As a benchmark of social progress, the FIFA Women’s World Cup that got underway yesterday in New Zealand and Australia has much to applaud. For the first time, six countries will pay their female soccer players the same wages they paid their male counterparts in last year’s men’s World Cup.

That represents a hard-won gain. Yet economics is only one measure of value. This year’s tournament includes some surprising newcomers from countries or regions where women struggle for equality. Their ascendance to the highest level of international competition is evidence of the unique power of sports to uplift cultural attitudes about the worth and dignity of girls.

Take Vietnam, one of eight new teams making a debut this year.
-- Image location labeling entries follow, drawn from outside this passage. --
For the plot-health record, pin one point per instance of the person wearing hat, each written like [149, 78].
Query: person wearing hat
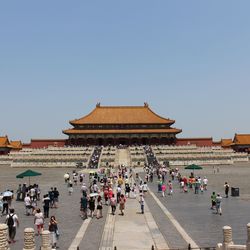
[141, 201]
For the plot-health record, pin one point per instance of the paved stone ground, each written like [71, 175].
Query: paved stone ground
[67, 214]
[193, 211]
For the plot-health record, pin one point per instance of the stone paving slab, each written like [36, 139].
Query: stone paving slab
[193, 211]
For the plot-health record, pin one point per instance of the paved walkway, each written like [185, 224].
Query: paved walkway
[133, 230]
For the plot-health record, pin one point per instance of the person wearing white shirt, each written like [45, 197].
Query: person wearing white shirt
[27, 202]
[12, 222]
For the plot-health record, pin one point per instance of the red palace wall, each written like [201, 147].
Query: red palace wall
[44, 143]
[199, 142]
When the country’s Football Federation was established in 1989, girls were an afterthought. On Saturday afternoon New Zealand time (Friday night Eastern time), the women’s team will take the field against the United States, marking the first time the two countries have ever met in a sports match. The team’s rise charts a gradual societal shift marked by increased investment in education and opportunities for girls. The players are now national heroes.

“They have demonstrated the talents, intelligence, qualities, will and bravery of the Vietnamese people,” Prime Minister Pham Minh Chinh said.
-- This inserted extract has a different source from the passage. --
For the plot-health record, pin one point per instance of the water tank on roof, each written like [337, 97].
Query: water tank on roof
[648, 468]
Nearly 190 countries now have national women’s soccer teams. China now invests more in women’s soccer than in its men’s program. In Morocco, a focus on the women’s game in recent years by the Royal Moroccan Football Federation has helped transform attitudes across the Arab region. Last year, the country hosted the women’s Africa Cup of Nations. This year, it sent the first Arab women’s team to the World Cup.

“Sports don’t differentiate between genders,” said Idriss Benazzouza, a Moroccan fan who recently  took his daughter to see the national women’s professional team square off against the national armed forces women’s team. “I teach [my daughters] confidence, not fear,” he told Voice of America.
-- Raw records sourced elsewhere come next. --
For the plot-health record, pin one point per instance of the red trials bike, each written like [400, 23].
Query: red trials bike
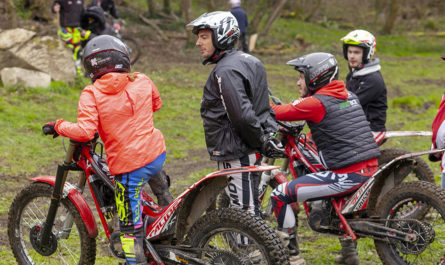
[50, 222]
[407, 221]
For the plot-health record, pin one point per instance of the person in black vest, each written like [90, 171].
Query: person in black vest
[241, 17]
[69, 12]
[339, 129]
[365, 79]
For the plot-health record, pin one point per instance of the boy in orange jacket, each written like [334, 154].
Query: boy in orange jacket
[120, 106]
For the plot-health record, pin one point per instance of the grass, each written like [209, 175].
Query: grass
[410, 65]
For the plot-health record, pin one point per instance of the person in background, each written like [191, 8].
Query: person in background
[344, 142]
[107, 6]
[69, 12]
[438, 138]
[241, 17]
[365, 79]
[237, 118]
[120, 106]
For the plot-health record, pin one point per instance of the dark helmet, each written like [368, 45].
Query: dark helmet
[96, 13]
[319, 69]
[223, 25]
[104, 54]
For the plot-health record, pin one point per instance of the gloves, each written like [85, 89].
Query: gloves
[271, 147]
[435, 157]
[48, 128]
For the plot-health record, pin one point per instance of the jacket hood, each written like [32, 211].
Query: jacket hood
[112, 83]
[336, 89]
[371, 67]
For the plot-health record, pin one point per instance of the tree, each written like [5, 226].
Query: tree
[391, 17]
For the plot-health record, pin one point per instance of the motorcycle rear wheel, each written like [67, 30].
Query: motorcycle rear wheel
[419, 171]
[26, 214]
[241, 233]
[400, 205]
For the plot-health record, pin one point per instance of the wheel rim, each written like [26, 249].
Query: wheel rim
[34, 214]
[430, 247]
[237, 242]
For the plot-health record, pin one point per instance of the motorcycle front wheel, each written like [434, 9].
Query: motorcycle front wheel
[399, 209]
[241, 233]
[70, 242]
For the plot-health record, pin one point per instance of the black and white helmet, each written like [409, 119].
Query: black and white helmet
[104, 54]
[319, 69]
[223, 25]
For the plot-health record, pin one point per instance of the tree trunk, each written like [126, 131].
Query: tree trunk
[274, 15]
[258, 15]
[392, 15]
[167, 8]
[312, 11]
[378, 5]
[186, 9]
[11, 13]
[151, 8]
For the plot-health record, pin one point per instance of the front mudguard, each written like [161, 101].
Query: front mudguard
[385, 181]
[196, 202]
[77, 199]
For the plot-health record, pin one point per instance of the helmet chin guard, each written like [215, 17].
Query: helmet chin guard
[319, 69]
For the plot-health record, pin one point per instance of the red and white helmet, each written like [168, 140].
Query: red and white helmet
[360, 38]
[223, 25]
“Once every four years, we get a chance to celebrate the millions of women and girls who play soccer around the world,” Human Rights Watch wrote during the 2019 Women’s World Cup. It is “a chance to reflect on the fact that in many countries, women and girls have to fight to even get onto the playing field.” Yet once they do, they are capturing hearts and changing minds.

Editor's note: The original misstated the time of the match between the United States and Vietnam.